Bangladesh is a disaster-prone country of an area of about 1,47,570 sq. km. with population nearing 140 million. Bangladesh becomes the worst victim of natural calamities causing colossal loss of lives and properties. The adverse impacts of all the natural hazards affecting socio-economic condition need to be reduced for sustainable development. On realization of this reality, the Government of Bangladesh has undertaken a lot of plans and programs for disaster reduction through disaster management.

Causes of Disaster

An event, natural or man-made, sudden or progressive, that seriously disrupts the functioning of a society, causing human, material, or environmental losses of such severity that the affected community has to respond by taking exceptional measures. The disruption, (including essential services and means of livelihood) is on a scale that exceeds the ability of the affected society to cope with using only its own resources.

Disaster Management

 1. Disaster management includes all aspects of planning of and responding to disasters. It refers to the management of both the risk and the consequences of disasters, and includes both :
 2. prevention and preparedness measures taken in disaster-prone areas in anticipation of the known hazards – often referred to as “pre-disaster” and long-term rehabilitation (sometimes referred to as “reconstruction”).

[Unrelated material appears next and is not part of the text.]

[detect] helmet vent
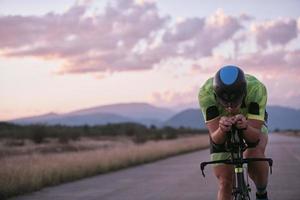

Normal Phase (Normal Time)

A period when there is no immediate threat but long-term actions are required in anticipation of the impact, at some unknown time in the future, of known hazards.

Alert and Warning Phase

The period from the issuing of an alert or public warning of an imminent disaster threat to its actual impact, or the passage of the threat and the lifting of the warning. The period during which pre-impact precautionary, or disaster containment measures are taken.

Disaster Phase

The period during which direct impact of a natural calamity is felt. Disaster phase is long in case of slow on-set disasters (droughts, normal monsoon flood) and short in case of rapid on-set disasters (flash flood, cyclone, earthquake, fire, industrial accident, landslide etc.).

Recovery Phase

The period, following the emergency phase, during which actions are to be taken to enable victims to resume normal lives and means of livelihood, and to restore infrastructure, services and the economy in a manner appropriate to long-term needs and defined development objectives.